The UK imports more than half its gas from Europe – mostly from Norway – and the volume imported is expected to climb over the next decade.

“It’s very hard to see what we can do to drive competition in Europe if we are outside – that’s why I think we’re better off in,” Mr Conn added.

At the group level, Centrica’s adjusted pre-tax profits fell from £1.3bn in 2014 to £1.1bn in 2015, as low commodity prices continued to affect its exploration and production business.

But the shares rose 7 per cent, or 13.3p to 207.4p, to the top of the FTSE 100 as the company insisted it was expecting to improve its cashflow this year. It said it would reduce its full-year dividend by 1.5p a share to 12p.

Centrica is making £750m worth of cuts over the next five years as it restructures to focus on customer supply. It said it would save £200m by the end of this year after cutting 3,000 jobs, two-thirds of which will be lost in the UK. In total, Centrica will cut 6,000 jobs by 2020.

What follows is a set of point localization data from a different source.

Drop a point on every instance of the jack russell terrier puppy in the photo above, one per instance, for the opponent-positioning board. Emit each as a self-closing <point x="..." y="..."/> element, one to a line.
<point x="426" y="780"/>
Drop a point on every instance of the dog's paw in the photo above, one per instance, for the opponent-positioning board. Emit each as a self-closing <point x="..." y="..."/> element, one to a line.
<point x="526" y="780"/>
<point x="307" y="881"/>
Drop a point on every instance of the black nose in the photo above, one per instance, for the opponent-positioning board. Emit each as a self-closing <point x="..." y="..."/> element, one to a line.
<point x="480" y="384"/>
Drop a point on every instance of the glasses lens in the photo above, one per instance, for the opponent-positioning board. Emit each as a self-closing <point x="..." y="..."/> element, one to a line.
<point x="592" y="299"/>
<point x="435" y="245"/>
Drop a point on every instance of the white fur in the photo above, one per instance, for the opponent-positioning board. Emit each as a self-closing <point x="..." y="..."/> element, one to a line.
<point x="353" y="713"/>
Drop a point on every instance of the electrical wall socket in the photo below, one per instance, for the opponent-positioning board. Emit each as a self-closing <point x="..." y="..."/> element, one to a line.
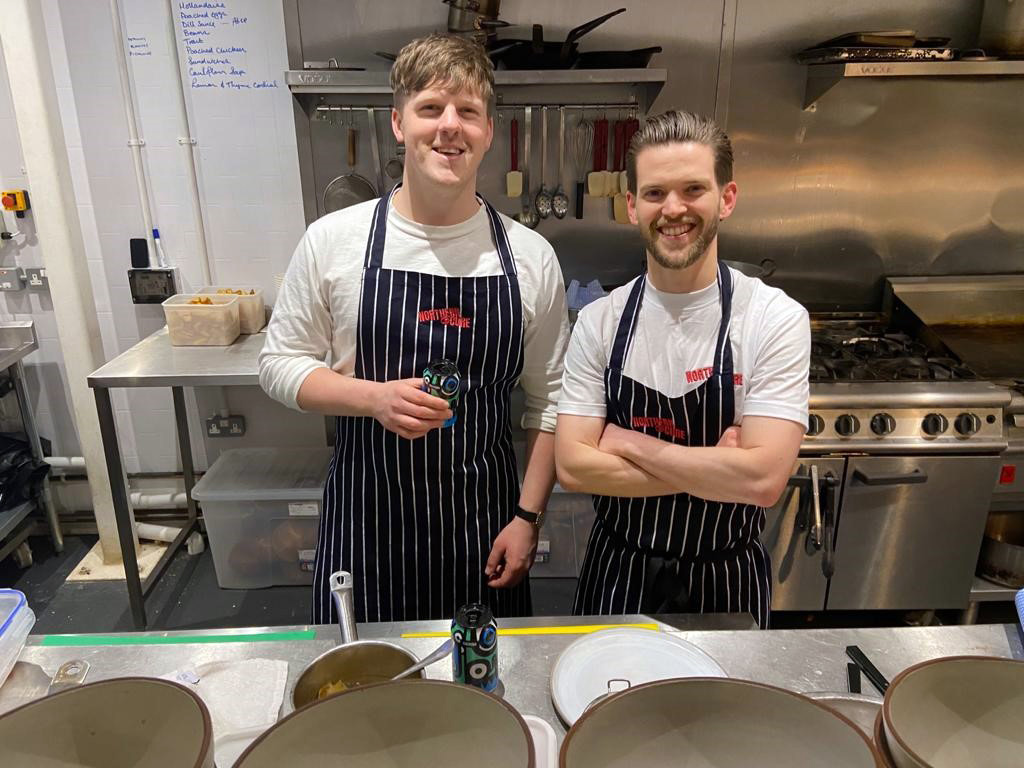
<point x="11" y="279"/>
<point x="225" y="426"/>
<point x="153" y="286"/>
<point x="36" y="280"/>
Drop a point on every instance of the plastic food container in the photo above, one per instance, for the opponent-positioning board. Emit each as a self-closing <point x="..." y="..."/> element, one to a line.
<point x="261" y="508"/>
<point x="252" y="314"/>
<point x="16" y="621"/>
<point x="202" y="325"/>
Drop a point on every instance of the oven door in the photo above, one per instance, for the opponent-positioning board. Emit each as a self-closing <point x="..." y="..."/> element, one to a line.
<point x="798" y="581"/>
<point x="909" y="530"/>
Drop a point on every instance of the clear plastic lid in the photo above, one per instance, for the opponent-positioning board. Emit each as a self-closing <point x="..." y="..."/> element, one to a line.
<point x="265" y="474"/>
<point x="11" y="601"/>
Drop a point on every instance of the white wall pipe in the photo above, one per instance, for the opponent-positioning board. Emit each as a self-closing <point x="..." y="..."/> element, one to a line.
<point x="157" y="532"/>
<point x="187" y="141"/>
<point x="67" y="463"/>
<point x="54" y="209"/>
<point x="148" y="500"/>
<point x="134" y="142"/>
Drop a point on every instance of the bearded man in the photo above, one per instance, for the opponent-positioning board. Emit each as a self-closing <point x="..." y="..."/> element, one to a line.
<point x="684" y="397"/>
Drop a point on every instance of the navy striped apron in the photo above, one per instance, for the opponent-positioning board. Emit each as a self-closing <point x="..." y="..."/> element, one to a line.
<point x="414" y="520"/>
<point x="674" y="554"/>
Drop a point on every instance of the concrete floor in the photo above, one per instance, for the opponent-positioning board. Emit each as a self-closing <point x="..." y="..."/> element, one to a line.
<point x="187" y="597"/>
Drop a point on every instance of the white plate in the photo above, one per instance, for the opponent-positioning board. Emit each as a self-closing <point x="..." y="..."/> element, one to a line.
<point x="545" y="741"/>
<point x="583" y="671"/>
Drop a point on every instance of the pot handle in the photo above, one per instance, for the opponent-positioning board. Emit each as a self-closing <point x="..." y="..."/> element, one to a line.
<point x="341" y="589"/>
<point x="578" y="32"/>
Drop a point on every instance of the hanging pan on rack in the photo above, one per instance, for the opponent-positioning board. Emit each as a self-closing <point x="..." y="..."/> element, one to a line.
<point x="540" y="54"/>
<point x="348" y="188"/>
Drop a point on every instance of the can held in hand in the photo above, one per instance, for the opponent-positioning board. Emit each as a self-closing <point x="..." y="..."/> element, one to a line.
<point x="441" y="379"/>
<point x="474" y="658"/>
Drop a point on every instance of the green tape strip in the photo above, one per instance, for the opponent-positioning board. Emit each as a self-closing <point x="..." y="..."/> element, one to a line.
<point x="256" y="637"/>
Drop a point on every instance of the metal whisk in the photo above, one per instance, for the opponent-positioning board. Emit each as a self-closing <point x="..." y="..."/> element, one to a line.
<point x="583" y="150"/>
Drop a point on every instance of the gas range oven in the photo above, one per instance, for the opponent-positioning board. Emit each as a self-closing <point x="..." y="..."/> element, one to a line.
<point x="887" y="505"/>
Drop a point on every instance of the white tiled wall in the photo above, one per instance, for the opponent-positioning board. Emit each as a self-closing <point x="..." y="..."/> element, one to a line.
<point x="249" y="184"/>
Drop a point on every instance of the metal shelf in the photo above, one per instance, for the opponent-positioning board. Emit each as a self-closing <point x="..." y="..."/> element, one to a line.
<point x="9" y="518"/>
<point x="984" y="591"/>
<point x="367" y="85"/>
<point x="822" y="78"/>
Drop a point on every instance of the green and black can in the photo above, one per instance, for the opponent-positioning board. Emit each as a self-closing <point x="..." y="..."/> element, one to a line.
<point x="474" y="658"/>
<point x="441" y="379"/>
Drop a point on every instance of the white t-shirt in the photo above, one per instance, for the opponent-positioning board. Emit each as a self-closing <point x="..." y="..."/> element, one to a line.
<point x="315" y="317"/>
<point x="674" y="343"/>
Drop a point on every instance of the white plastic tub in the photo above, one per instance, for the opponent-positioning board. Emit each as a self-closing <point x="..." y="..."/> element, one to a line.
<point x="202" y="325"/>
<point x="252" y="314"/>
<point x="16" y="621"/>
<point x="261" y="508"/>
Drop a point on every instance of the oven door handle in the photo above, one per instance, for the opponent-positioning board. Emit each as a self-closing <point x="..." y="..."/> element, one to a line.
<point x="900" y="478"/>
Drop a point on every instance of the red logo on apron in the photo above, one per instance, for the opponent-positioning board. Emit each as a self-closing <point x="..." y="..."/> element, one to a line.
<point x="665" y="426"/>
<point x="705" y="373"/>
<point x="451" y="315"/>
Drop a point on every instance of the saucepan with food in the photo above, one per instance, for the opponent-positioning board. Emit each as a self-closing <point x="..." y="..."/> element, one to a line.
<point x="353" y="663"/>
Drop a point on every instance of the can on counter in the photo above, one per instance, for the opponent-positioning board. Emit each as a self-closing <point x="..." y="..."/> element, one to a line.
<point x="441" y="379"/>
<point x="474" y="657"/>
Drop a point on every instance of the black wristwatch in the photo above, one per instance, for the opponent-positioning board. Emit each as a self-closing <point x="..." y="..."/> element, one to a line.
<point x="536" y="518"/>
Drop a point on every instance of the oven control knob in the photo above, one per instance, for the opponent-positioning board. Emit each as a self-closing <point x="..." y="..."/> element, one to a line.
<point x="967" y="424"/>
<point x="935" y="424"/>
<point x="883" y="424"/>
<point x="847" y="425"/>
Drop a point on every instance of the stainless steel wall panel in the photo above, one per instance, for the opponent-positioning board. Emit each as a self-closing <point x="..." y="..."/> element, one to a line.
<point x="886" y="176"/>
<point x="905" y="546"/>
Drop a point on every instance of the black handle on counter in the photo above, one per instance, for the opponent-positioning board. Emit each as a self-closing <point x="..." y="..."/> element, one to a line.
<point x="900" y="478"/>
<point x="853" y="678"/>
<point x="869" y="670"/>
<point x="828" y="514"/>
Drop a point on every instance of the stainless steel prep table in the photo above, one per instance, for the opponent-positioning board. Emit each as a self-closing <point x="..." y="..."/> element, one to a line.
<point x="156" y="363"/>
<point x="800" y="659"/>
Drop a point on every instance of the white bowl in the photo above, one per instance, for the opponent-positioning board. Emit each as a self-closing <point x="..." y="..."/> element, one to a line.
<point x="956" y="712"/>
<point x="714" y="723"/>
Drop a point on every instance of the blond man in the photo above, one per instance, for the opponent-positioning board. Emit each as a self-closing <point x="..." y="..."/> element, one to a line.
<point x="427" y="517"/>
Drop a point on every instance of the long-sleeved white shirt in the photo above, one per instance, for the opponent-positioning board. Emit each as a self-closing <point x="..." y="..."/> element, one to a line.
<point x="315" y="317"/>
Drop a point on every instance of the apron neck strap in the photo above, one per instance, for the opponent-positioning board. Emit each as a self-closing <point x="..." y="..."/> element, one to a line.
<point x="631" y="313"/>
<point x="374" y="258"/>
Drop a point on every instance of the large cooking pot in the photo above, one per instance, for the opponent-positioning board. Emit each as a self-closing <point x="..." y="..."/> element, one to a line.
<point x="1003" y="549"/>
<point x="399" y="725"/>
<point x="121" y="723"/>
<point x="714" y="723"/>
<point x="954" y="712"/>
<point x="538" y="54"/>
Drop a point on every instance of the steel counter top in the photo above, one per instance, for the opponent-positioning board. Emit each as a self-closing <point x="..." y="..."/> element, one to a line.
<point x="157" y="363"/>
<point x="800" y="659"/>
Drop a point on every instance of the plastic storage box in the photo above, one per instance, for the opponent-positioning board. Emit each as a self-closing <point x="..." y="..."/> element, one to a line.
<point x="252" y="313"/>
<point x="16" y="621"/>
<point x="202" y="325"/>
<point x="261" y="508"/>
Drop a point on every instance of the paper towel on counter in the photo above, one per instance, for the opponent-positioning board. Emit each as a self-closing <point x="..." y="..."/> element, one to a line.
<point x="241" y="695"/>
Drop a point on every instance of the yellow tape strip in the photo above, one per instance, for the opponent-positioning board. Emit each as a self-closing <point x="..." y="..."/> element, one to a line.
<point x="583" y="629"/>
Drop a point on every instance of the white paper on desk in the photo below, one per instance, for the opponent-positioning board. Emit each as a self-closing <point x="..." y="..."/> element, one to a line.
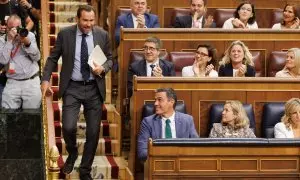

The UK’s energy providers are being investigated by the Competition and Markets Authority, and Centrica – as the biggest supplier with 15 million customers – is under particular scrutiny on prices.

British Gas profits climbed by almost a third in 2015 to £574m. The 31 per cent increase in the main customer business came despite plunging global gas and oil prices.

Centrica said the rise was mostly down to the increased consumption by householders amid a colder winter.

Mr Conn pointed out that the British Gas profit – working out at £55 per customer –was slightly lower than its average profit over the past five years: £586m.

British Gas is the only company to have reduced gas prices three times in the past year – although the latest cut will not come through until March – and bills have fallen by £100 on average.

Centrica is preparing to rationalise its exploration and production business, but Mr Conn said that now was not a wise time to sell assets and any exit would take time.